Wednesday, January 13, 2016

Not for vegetarians


Apex: Therapod Deck-Building Game is a game about dinosaurs eating other dinosaurs, designed with a very specific audience in mind: solo gamers. It's not exclusively a solitaire game (it can be played with as many as 8), but there is very little direct player interaction, and the game is essentially a race to see who can take down the most fearsome dinosaurs before the inevitable asteroid strike.

That said, it is an immensely enjoyable and challenging game, with mechanics that, while fairly complex, run pretty smoothly and fit the theme extremely well. And the artwork on the cards is fantastic.

Each player chooses a species of carnivorous dinosaur to play, with choices ranging from classic favorites like Tyrannosaurus Rex and Velociraptor to lesser known beasts such as Sarcosuchus (a giant prehistoric crocodile). Each species plays somewhat differently, with their own strategies, strengths and weaknesses. Like most deck building games, each player starts with a relatively weak deck of cards, in this case eggs, hatchlings, and carcasses. Each player has their own unique Apex deck of stronger versions of their particular dinosaur species, cards which must be purchased over the course of the game.

The game starts with a row of cards called the game trail representing prey, and another representing evolutionary advances. Game play consists of playing out cards to hunt prey from the prey deck, and then spending the points gained to buy better cards for your deck, either general evolutionary advances from the table, or specific apex cards from your apex deck, which are made available by playing egg cards. The goal is to populate your deck with stronger cards, enabling you to hunt larger prey and eventually fight the boss dinosaurs and their minions, that are shuffled into the hunt deck.

At the start of the game, a certain number of boss dinosaurs and their minions are shuffled into the deck of prey, so that they appear randomly throughout the game. When a boss appears, all the other prey scatter (are discarded), and the clash of the titans commences. You have to play a lot of high-value cards over multiple rounds to have a hope of beating a boss, and failure results in trauma cards which are added to your deck and produce negative effects when drawn.

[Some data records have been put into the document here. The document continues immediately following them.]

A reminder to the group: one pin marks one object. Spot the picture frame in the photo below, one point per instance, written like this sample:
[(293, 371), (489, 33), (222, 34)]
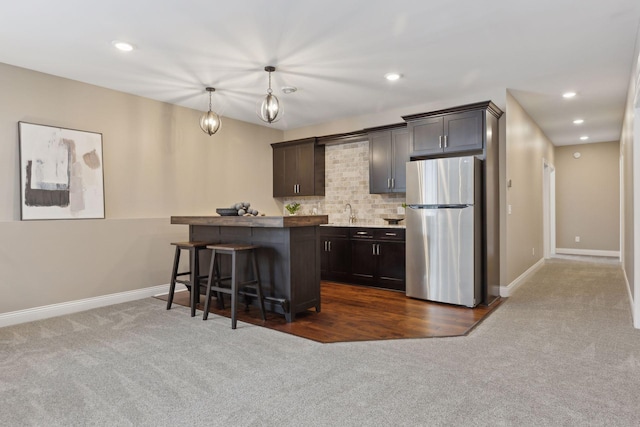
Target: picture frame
[(61, 173)]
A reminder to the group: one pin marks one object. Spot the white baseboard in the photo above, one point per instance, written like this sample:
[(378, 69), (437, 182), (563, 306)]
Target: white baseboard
[(53, 310), (506, 291), (587, 252), (635, 316)]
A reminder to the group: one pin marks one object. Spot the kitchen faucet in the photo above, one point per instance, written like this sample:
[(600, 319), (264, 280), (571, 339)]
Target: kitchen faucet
[(352, 217)]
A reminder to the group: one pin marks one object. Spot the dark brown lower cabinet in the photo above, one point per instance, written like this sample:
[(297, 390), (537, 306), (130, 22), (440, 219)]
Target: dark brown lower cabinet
[(364, 256), (335, 254)]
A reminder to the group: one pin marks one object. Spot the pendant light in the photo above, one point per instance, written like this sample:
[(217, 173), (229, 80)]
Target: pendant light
[(210, 121), (269, 108)]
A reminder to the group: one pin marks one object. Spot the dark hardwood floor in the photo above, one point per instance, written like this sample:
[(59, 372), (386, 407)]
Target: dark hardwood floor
[(356, 313)]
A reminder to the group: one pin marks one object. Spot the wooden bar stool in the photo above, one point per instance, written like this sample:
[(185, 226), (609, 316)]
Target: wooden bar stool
[(215, 281), (194, 249)]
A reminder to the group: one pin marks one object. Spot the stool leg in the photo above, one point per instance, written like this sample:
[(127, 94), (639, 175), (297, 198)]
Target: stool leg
[(195, 286), (207, 302), (256, 275), (174, 273), (234, 291), (219, 296)]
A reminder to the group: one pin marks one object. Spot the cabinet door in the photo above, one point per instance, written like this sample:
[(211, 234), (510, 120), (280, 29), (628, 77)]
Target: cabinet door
[(426, 136), (279, 189), (339, 258), (399, 157), (391, 265), (325, 266), (380, 154), (291, 170), (363, 261), (463, 131), (305, 170)]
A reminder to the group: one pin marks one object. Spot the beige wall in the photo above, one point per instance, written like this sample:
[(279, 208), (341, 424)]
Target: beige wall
[(157, 163), (526, 148), (588, 196), (630, 160)]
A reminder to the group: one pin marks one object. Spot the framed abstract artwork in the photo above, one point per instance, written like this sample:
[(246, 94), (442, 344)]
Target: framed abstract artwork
[(61, 173)]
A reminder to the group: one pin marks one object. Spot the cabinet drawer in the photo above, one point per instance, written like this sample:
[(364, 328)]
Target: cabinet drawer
[(389, 234), (362, 233), (327, 231)]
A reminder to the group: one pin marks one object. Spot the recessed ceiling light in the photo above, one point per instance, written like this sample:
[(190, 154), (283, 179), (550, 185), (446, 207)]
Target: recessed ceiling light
[(123, 46), (392, 77)]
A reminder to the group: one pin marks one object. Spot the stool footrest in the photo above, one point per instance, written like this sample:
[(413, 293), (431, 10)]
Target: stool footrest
[(284, 303)]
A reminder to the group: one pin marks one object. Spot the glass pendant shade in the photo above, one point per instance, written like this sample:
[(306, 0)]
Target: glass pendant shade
[(269, 109), (210, 121)]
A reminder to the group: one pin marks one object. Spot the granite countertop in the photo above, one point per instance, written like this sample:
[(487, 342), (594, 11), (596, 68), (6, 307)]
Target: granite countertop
[(363, 225), (253, 221)]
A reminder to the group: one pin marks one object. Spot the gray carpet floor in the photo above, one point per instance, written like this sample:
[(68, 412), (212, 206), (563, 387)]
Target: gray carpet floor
[(560, 351)]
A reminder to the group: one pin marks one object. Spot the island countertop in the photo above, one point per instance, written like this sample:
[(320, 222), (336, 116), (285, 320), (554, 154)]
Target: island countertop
[(253, 221)]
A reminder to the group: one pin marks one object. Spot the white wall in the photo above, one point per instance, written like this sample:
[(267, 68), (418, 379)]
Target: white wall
[(630, 161), (526, 148)]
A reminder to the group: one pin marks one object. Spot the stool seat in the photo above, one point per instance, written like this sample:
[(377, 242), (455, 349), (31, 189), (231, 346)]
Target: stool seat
[(215, 282), (186, 245), (195, 279), (232, 246)]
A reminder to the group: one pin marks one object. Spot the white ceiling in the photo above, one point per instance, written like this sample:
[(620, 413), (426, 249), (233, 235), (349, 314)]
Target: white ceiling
[(337, 51)]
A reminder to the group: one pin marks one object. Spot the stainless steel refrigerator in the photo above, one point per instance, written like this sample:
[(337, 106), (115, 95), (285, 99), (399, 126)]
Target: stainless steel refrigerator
[(444, 230)]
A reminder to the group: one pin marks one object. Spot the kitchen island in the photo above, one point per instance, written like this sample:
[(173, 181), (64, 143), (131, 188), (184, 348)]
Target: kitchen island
[(288, 258)]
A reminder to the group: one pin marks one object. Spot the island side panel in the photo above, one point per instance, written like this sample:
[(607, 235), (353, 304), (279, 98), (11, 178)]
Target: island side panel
[(288, 262), (305, 268)]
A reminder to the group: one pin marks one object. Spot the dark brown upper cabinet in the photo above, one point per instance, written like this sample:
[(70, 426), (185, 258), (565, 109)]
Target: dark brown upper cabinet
[(298, 168), (388, 155), (452, 131)]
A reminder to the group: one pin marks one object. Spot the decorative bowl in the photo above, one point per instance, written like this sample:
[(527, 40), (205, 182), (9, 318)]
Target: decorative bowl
[(227, 212)]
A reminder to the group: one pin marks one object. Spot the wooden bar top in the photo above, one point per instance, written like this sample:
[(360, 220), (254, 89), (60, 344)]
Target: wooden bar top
[(253, 221)]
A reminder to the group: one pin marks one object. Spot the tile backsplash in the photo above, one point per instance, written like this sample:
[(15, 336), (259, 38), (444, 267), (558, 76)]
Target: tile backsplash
[(347, 181)]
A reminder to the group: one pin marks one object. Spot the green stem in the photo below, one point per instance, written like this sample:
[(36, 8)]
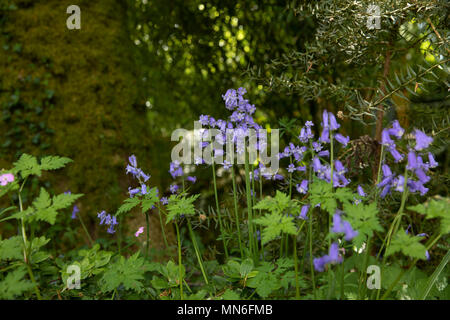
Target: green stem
[(163, 231), (218, 210), (342, 280), (233, 178), (180, 270), (260, 198), (25, 245), (311, 253), (91, 242), (329, 215), (197, 251), (147, 221), (249, 207), (393, 227), (297, 285), (392, 286)]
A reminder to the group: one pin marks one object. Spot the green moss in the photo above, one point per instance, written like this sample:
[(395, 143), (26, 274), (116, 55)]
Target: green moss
[(96, 113)]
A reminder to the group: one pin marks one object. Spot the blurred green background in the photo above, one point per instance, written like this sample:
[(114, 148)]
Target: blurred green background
[(137, 70)]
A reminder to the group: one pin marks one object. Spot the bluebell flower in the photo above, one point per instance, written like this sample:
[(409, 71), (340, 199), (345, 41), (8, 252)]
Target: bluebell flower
[(173, 188), (191, 179), (386, 138), (341, 139), (412, 161), (175, 169), (230, 99), (395, 154), (325, 119), (304, 212), (325, 136), (204, 120), (324, 154), (134, 170), (422, 140), (396, 129), (302, 187), (361, 191), (75, 210), (333, 123), (108, 220), (432, 163), (349, 232)]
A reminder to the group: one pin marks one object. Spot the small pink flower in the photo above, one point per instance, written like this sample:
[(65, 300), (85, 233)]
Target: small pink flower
[(140, 230), (6, 178)]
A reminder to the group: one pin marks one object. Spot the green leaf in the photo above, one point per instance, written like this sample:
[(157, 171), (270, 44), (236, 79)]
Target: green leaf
[(27, 165), (436, 208), (11, 249), (127, 272), (47, 210), (246, 267), (274, 224), (230, 295), (14, 284), (364, 219), (407, 244), (128, 204), (63, 200), (150, 199), (54, 162), (275, 205), (264, 283)]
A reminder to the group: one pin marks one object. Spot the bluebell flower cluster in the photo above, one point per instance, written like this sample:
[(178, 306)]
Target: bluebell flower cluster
[(415, 166)]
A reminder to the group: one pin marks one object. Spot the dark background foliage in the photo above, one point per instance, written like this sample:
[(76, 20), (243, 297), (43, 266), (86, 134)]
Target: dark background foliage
[(139, 69)]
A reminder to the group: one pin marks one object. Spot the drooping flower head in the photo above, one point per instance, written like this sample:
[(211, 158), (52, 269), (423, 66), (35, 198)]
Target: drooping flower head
[(6, 178)]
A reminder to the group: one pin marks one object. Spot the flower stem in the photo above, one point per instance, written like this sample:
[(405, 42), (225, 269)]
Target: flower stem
[(25, 245), (162, 227), (249, 207), (180, 270), (91, 242), (297, 285), (233, 178), (218, 209), (197, 251), (147, 221)]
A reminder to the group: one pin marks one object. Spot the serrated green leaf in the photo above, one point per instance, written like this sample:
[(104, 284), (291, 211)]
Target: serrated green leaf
[(11, 249), (27, 165), (14, 284), (127, 272), (274, 224), (364, 219), (180, 205), (408, 245), (54, 162), (128, 204)]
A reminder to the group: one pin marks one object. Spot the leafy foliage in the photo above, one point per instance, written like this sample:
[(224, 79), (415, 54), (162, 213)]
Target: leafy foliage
[(279, 220), (180, 205), (436, 208), (407, 244), (364, 219), (14, 284), (127, 272)]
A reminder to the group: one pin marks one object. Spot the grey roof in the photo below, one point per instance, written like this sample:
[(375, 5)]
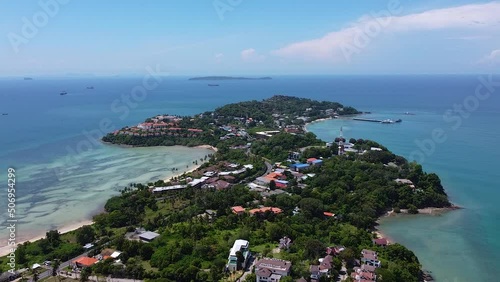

Much like the age of the dinosaurs, Apex has a built-in time limit in the form of a deck of environment cards representing tropical storms, droughts, dinosaur stampedes, and the Asteroid Strike and Extinction cards that signal the end of the game. Players score points based on the amount of prey they have consumed, but no player can win the game unless they've defeated at least one boss monster.

There is a lot going on, but it stops short of being overly complicated. The flow of turns and rounds is pretty smooth once you get accustomed to it. There's a brilliant press-your-luck ambush mechanic that allows you to set aside cards from your hand for later use, but forces you to place an Alert card in your discard pile where it will eventually get reshuffled into your deck. If you draw the Alert before you've played your ambush cards, they are discarded without effect and certain effects on cards in the game trail will trigger. It's a great idea that really translates the idea of an ambush predator coldly observing its prey before striking.

Rating: 5 (out of 5) An extremely well-designed game with a lot of deep, complex, and thematic game play, and gorgeous artwork.